I’ll never settle down
That’s what I always thought
Yeah, I was that kind of man
Just ask anyone
I don’t dance, but here I am
One year, three months, twenty-six days. Sitting at my desk stressed to the max listening to music just trying to make it through my day when a song comes on and I am not paying attention. Then suddenly, I realized I was listening to “I don’t dance.” And I had that moment of oh no but to my surprise I was okay. The lyrics stream through my earbuds. A song that has not come on my playlist in a long time and has not come back on the station I was listening to since.
Love’s never come my way
I’ve never been this far
‘Cause you took these two left feet
And waltzed away with my heart
No, I don’t dance, but here I am
I Don’t Dance was my wedding song. In the past year, I have not been able to listen to it since the day Matt died without completely falling apart. It was the song I listened to in the car before his memorial service. It came on my playlist, and I lost it. It is a song that I loved before but now brings a different emotion.
Matt always said that song described me more than him. Now looking at the lyrics I guess it was more me than it was him. I never thought I would get married and I was not looking for love when I found him. And I would have done anything with him at my side. Sadly, I am back to the girl that does not dance, and I am not sure I will ever want to with someone else.
I was proud of my widow win until I started to get into my own head. We did not dance at our wedding neither of us was okay with being the center of attention ever. Our wedding ceremony was only fifteen minutes and that amount of time in front of a large group was more than enough for us.
Then I started to realize that we never danced in the eight years we were together we went to parties and weddings, but we never danced. Another regret I realized is that I can never get that dance now. There are a few things that I would change from our wedding I wish I had gotten a photographer and that I did the first dance.
Saturday night I was working on a paper for school. Mentally and emotionally drained when it hit me finally the weight of the week and the tears flowed. The last time I pulled that late of a night was in 2019 when Veronica Mars came out on Hulu. We went to get food at the diner at 11 pm because I was so focused, I forgot to make dinner. Then came home and I finished my paper but only had like one episode of the show left so we watched it.
Last night was rough and I went to bed at two and did not fall asleep for a while after that.

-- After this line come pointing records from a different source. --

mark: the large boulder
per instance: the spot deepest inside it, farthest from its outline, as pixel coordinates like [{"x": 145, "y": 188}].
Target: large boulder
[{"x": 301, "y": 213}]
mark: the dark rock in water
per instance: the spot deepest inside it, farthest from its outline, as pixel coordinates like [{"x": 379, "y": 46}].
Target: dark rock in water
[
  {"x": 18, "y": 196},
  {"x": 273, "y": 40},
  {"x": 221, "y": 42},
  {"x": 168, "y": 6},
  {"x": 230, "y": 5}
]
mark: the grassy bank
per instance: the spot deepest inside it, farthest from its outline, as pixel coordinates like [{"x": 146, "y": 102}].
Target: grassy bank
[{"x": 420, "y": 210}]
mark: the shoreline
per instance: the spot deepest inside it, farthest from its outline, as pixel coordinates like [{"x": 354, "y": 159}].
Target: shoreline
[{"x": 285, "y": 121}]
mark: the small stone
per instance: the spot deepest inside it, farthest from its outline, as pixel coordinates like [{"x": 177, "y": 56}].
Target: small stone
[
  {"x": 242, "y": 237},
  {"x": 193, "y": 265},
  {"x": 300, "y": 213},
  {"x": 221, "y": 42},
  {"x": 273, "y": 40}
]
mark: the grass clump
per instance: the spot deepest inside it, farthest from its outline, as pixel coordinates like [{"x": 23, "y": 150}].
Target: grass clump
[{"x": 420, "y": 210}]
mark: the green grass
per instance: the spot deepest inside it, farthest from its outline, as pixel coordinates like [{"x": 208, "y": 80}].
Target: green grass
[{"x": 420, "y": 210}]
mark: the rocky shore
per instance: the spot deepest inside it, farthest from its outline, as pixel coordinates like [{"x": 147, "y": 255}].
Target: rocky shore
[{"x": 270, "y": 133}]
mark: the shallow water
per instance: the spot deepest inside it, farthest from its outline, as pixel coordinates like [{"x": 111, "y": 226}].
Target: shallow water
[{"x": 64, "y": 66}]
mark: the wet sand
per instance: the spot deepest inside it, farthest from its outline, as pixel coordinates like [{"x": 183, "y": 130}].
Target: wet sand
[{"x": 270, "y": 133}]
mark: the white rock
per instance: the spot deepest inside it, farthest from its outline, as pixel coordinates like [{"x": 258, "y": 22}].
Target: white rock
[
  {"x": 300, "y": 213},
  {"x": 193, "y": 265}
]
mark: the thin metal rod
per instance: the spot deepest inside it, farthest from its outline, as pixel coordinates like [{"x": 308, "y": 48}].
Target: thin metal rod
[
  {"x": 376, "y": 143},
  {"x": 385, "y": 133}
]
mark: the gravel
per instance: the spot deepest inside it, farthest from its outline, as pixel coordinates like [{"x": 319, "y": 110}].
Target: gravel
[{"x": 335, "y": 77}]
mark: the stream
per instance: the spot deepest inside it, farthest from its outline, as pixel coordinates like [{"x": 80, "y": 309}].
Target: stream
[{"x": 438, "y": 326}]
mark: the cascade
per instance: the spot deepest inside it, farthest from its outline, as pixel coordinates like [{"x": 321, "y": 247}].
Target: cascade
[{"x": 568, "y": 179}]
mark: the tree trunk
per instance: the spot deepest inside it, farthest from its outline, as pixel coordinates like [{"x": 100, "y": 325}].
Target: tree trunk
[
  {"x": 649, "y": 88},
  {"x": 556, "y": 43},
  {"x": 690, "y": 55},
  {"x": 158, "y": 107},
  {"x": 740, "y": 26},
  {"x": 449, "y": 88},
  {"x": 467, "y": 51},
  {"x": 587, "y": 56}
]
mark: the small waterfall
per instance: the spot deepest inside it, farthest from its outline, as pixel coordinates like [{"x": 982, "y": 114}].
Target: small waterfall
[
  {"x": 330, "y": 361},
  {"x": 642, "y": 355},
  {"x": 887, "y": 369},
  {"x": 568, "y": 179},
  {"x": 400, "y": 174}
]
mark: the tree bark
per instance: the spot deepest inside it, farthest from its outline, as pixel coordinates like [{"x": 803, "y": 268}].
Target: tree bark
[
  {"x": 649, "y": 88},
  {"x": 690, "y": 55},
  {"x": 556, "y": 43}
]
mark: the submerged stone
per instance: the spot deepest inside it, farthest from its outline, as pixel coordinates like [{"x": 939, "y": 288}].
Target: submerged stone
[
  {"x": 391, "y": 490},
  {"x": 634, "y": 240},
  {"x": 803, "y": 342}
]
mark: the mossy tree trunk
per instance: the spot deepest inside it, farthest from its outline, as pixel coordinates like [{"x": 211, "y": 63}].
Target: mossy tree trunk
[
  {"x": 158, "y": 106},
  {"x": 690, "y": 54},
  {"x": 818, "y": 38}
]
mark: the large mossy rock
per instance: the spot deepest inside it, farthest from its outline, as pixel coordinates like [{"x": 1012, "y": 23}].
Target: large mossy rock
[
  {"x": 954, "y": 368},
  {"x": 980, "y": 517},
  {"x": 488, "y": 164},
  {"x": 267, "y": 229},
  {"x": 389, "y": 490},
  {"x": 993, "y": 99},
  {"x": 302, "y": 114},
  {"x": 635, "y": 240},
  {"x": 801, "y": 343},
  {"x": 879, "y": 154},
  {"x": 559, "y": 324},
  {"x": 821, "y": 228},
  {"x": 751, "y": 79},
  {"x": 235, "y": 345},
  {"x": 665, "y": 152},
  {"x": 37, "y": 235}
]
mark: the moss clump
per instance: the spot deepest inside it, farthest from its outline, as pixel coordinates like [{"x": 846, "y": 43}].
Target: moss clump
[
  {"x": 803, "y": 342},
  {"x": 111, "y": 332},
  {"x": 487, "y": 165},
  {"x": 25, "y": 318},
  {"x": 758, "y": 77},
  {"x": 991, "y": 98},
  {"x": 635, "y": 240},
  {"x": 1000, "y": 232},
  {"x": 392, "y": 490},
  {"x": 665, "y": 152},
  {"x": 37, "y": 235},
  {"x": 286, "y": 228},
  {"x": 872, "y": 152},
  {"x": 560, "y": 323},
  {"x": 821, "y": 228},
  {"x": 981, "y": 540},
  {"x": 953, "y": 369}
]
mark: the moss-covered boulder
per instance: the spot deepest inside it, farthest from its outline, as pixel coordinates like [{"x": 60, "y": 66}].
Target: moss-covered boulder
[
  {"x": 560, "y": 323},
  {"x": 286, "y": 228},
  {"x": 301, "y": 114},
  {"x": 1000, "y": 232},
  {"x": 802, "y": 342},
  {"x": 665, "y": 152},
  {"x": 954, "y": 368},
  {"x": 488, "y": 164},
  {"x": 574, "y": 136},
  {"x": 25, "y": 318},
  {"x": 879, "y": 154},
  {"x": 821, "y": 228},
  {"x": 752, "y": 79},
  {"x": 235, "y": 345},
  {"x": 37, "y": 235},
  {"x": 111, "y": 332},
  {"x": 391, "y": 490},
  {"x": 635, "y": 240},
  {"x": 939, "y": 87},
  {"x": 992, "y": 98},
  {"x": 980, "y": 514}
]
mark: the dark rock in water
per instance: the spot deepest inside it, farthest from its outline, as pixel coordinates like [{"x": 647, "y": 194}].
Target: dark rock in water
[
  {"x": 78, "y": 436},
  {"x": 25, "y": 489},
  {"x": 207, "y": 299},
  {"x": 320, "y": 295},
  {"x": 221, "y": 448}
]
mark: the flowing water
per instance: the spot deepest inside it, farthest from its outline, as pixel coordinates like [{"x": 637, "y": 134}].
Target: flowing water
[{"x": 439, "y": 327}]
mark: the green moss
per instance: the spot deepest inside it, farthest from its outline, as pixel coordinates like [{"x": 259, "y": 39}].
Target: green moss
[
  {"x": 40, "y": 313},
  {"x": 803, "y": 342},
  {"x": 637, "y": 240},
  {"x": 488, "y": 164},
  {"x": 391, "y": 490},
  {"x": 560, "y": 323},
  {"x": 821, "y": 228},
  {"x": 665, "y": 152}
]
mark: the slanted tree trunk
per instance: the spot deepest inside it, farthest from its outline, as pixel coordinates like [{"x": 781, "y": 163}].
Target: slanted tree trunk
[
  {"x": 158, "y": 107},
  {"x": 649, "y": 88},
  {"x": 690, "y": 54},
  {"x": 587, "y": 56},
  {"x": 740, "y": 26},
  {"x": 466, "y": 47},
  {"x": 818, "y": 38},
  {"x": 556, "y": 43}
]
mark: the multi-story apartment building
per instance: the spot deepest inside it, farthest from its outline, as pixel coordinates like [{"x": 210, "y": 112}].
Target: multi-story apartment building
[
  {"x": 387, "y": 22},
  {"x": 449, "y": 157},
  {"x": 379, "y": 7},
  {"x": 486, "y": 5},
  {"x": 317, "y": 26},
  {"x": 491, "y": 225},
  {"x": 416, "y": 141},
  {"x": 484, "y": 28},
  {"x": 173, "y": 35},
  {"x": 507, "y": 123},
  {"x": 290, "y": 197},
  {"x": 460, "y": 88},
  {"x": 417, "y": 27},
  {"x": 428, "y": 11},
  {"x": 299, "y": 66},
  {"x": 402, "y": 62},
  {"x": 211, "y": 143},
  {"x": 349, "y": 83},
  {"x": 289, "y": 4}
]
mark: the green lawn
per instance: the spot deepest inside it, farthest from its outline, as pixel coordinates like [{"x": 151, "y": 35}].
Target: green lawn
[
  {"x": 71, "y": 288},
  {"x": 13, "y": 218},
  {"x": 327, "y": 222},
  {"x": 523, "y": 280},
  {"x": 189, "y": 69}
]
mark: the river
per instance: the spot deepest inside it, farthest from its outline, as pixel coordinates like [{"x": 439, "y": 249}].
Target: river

I watched a movie about a widow that I have seen before, and she asked her father-in-law about how you move on when you know that person will leave. And that spoke to me. I don’t want to feel this way ever again, I don’t want to settle down, I don’t want to dance with someone new.
I find myself looking for signs he is with me. Maybe that song coming on was his way of saying I am here I am with you. Today I say the hawk that has been around before when I am thinking about him. I don’t see it every day and sometimes months go by before I see it again. But I take the sign and hold on to it.
Life is short and unfortunately, the man I want to dance with is never coming home. I am proud that I was able to handle the stress of the week. Widow win still happened when I was able to listen to a song that I haven’t been able to. I still think of him often and smile. Exhaustion and stress with no self-care led to me falling apart.
I know that the week and month coming up are going to be stressful at work. After this week I know I need to make time to take care of myself. Drawing, reading, or doing something that recharges my batteries. Not getting stuck in the what-ifs or the regrets. I can’t change the past and have that dance but I can keep an open mind for the future.